Şeytan nefesimi almıştı, cesaretim yoktu Azad'tan nefesimi Güney'i istemeye celladına bile isteye kim ölmek istediğini dile getirirdi ki?

Boğazıma oturan yumru gitmiyordu, yutkunuyordum fakat daima orada duruyordu yerini kimseye vermeye niyeti yok gibiydi.

Azad sorusunu yineleyince gözümden yaş aktı. "Kimse ile" yüzünde acı bir tebessüm yerini almıştı "Hak etmiyor muyum lan?" ağzımı açıp cevap verecekken "Bir kere istediğim olmuyor neden?
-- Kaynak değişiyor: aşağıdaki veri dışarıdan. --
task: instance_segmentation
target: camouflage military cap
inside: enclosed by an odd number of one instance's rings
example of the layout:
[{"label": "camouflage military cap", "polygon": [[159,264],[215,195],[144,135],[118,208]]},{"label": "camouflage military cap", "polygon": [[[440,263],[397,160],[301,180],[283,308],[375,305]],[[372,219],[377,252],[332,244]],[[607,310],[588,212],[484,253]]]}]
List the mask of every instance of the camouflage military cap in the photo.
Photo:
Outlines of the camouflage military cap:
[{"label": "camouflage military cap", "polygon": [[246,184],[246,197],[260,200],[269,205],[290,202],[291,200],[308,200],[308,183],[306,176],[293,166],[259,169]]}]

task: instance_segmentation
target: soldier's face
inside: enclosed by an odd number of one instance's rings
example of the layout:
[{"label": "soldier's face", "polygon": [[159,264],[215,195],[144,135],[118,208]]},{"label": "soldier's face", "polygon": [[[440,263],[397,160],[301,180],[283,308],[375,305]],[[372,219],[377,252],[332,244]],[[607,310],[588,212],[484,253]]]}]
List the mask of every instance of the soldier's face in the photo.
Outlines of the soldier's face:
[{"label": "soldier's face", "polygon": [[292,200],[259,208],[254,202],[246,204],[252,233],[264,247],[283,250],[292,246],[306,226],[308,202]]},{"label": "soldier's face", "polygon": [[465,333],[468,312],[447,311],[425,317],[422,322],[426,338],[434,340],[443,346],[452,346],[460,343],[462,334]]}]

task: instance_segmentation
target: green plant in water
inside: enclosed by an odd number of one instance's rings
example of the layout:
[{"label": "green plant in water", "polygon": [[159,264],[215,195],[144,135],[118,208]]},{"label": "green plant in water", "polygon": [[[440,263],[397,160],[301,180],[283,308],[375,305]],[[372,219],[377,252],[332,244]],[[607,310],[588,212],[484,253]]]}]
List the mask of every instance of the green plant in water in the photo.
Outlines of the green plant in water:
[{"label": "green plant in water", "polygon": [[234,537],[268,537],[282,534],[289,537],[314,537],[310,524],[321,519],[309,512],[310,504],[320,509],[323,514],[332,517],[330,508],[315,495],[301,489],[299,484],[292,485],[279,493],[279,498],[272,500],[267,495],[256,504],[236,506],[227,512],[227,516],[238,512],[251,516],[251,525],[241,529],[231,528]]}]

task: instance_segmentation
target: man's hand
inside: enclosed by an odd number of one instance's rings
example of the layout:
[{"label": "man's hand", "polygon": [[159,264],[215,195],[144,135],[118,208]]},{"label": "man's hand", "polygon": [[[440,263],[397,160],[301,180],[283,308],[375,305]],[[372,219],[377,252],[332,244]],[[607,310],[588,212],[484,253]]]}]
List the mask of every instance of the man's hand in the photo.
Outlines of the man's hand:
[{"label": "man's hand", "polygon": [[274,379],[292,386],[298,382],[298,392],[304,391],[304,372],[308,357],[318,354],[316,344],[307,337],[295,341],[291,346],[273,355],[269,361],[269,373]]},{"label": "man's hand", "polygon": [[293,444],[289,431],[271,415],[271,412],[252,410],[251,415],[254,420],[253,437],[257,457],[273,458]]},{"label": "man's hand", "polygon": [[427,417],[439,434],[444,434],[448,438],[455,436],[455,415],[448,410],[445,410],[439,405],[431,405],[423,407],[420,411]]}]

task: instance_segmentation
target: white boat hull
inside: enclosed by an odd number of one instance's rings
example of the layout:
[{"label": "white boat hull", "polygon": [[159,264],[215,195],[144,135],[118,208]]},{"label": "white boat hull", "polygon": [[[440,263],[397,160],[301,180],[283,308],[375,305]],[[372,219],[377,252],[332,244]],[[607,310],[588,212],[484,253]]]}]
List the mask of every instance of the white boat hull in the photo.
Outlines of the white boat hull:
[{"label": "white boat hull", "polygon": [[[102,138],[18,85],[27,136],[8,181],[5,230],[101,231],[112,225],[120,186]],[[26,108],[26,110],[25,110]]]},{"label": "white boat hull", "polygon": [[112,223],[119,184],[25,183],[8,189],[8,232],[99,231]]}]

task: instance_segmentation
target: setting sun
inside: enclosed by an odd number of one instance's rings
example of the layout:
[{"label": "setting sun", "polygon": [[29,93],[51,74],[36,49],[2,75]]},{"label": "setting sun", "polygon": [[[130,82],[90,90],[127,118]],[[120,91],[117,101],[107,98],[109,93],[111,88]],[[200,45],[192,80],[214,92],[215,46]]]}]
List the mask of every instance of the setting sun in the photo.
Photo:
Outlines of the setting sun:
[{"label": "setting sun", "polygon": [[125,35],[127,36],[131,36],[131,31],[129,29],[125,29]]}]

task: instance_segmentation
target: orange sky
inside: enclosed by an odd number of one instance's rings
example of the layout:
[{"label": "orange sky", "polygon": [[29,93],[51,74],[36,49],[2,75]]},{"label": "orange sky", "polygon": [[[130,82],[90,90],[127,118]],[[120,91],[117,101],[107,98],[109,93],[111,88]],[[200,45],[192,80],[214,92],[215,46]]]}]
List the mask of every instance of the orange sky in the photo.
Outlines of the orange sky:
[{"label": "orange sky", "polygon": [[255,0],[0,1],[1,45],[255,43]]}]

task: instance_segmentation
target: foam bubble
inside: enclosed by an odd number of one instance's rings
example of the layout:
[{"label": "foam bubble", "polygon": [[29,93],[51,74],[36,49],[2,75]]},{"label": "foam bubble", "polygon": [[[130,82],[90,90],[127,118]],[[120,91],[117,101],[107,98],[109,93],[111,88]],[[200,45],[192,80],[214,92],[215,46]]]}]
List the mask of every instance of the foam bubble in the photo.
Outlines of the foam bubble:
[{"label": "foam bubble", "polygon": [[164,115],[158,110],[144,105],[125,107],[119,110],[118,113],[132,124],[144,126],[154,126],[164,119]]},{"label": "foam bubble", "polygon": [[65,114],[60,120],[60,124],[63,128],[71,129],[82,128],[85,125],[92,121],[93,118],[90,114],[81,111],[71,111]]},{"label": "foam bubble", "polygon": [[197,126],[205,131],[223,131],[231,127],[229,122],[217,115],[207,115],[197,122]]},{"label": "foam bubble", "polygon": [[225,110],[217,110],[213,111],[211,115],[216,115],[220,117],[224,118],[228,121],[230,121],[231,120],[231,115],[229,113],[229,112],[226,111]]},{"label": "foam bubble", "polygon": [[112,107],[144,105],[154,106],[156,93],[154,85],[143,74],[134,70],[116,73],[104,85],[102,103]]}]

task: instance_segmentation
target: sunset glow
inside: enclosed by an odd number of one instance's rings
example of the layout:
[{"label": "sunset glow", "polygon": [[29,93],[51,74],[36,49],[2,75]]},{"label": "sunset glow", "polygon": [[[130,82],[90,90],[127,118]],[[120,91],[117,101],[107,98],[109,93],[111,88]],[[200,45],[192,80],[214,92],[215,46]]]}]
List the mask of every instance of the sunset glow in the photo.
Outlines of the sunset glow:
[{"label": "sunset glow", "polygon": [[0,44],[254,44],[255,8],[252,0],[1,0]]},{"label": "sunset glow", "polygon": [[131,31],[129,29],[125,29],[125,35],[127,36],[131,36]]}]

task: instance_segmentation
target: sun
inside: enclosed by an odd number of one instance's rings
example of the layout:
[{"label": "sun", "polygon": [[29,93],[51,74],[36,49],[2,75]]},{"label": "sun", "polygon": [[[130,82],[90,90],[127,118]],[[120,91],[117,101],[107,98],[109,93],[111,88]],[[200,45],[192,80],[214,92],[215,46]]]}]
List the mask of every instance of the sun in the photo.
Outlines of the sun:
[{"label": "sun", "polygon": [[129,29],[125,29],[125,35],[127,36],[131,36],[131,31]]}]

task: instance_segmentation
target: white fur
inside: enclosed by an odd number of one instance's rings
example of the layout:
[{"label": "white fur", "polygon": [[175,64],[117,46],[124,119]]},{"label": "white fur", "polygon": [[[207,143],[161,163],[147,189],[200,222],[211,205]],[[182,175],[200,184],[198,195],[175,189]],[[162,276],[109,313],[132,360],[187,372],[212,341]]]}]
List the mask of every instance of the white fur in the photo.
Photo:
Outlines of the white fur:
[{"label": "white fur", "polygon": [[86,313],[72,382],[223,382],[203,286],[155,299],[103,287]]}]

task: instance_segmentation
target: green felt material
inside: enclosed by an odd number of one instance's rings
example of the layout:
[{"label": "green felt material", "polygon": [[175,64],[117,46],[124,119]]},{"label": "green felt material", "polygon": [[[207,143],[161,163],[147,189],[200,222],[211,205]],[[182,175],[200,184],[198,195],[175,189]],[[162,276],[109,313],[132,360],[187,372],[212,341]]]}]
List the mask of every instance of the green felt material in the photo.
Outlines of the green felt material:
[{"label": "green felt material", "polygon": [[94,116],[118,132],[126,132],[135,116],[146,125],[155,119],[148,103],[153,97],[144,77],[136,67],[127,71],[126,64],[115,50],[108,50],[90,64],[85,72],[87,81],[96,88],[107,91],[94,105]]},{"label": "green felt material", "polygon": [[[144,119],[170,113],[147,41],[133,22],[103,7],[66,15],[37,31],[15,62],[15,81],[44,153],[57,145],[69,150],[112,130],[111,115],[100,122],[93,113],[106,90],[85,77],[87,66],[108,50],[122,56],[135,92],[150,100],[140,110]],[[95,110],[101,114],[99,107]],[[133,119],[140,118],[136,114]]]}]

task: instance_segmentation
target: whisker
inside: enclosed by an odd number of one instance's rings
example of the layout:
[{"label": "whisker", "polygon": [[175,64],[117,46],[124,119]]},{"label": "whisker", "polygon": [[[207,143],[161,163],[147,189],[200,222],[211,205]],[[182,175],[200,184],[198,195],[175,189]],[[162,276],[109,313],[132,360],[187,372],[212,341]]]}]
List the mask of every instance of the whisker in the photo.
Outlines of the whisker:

Neden hep Güney? Nefes neden ilk seçilen o? Kimsenin ilki olamamak koyuyor şu amına koyduğumun kalbi kaldırmıyor artık! Nede olsa Azad sert, Azad acımasız kırsakta bir şey fark etmez diyorsunuz fakat canım acıyor gücüm kalmadı bazı şeyleri kaldıramıyorum"

içinde bulunduğumuz ortam öyle iğrençti ki "Kim isterdi bu durumda olmayı? Hangi kadın isterdi sevdiği adamın abisiyle evlenmeyi?" Kara gözleri gözlerime odaklanmıştı cevap yoktu "Cevap versene Azad!" 

"Bağırma bana!"

"Beni böyle kullanamazsın! Susturamazsın biz kadınlar susturulmak için dünyaya gelmedik veya ezilelim, köle olalım, öldürelim diye değil yaşayalım diye doğduk ve büyümeye çalışıyoruz."

"Kiminle yattın?"

"Kimseyle"

"Kimin yatağına girdin?" yükselen sesiyle irkildim. Sesimi çıkarmayınca bir süre yüzümü inceledi. Derin bir nefes alıp banyoya gitti. 

En çok kalbim acıyordu, kimsenin bana inanmayışı daha çok acıtıyordu. Beyaz örtüyü üstüme çekip yatağın başlığına yaslandım. Bir süre gözlerimi kapatıp huzurlu günlerimi düşündüm şimdi onlar ne kadarda uzaktı bana...

Kapının çarpılma sesiyle kapattığım gözlerimi açtım. Üstünü giyinmiş bana bakıyordu. "Bir yalan buldun mu?"

"Azad bana bu soruyu sorarken kendine de sorsana benden ne farkın var?"

"Kes!"

"Kaç kişiyle birlikte oldun?"

"..."

"Ağam çok özür dilerim kadınlık zarım geniş olduğu için doğduğum gün  benim hatam olduğu için senden özür dilerim"

"Doktora gideceğiz"

"Gitmeyeceğim" 

"Bak nasıl gideceksin göreceksin yarın"

"Azad beni yarın doktora götürürsen yemin ediyorum ki canıma kıyarım"

"Boş yapma"

"Namusun önemli değil mi?"

"Evet"

"Her şeyden mi?"

"Evet"

"Namus iki bacak arasında mı?"

"Evet"

"Tamam götür. Ne bekliyordum ki? 15 yaşında gelinlik giydirilen ülkede? Sakız çiğnedik mi orospu damgası yediğimiz ülkede? Tecavüz edildik mi hak etti sürtük denilen ülkede ne beklemeliyim Azad? Götür gözünde orospu olmayayım"

"Biliyor musun sana içimden sonsuz güvenim var"

"İyi ki güveniyorsun be Azad"

"Nefes yapamıyorum bir tarafı onarıyorum öbür taraf daha kötü oluyor. Düşünmekten şakaklarım zonkluyor iyi değilim delirmek üzereyim bir şeyleri kaybetmekten korkmaya başladım artık. Sevdiğim kadın vardı şimdi o yok kalbi başkasında onun, kimsenin ilki olamıyorum ki gördüğün gibi seninde, onunda sanki fazlayım bu hayata etkisiz eleman 0 gibi. Unutuyorum kalbime gömüyorum ama dikişler tutmuyor patlıyor."

"Nefes ölümden korkuyorum ama cesedim"

"Ve unutma gözümde düşmanım gibisin ama kalbimin derinliklerinde bir şey bunu inkar ediyor ve ben bunu hiç sevmiyorum"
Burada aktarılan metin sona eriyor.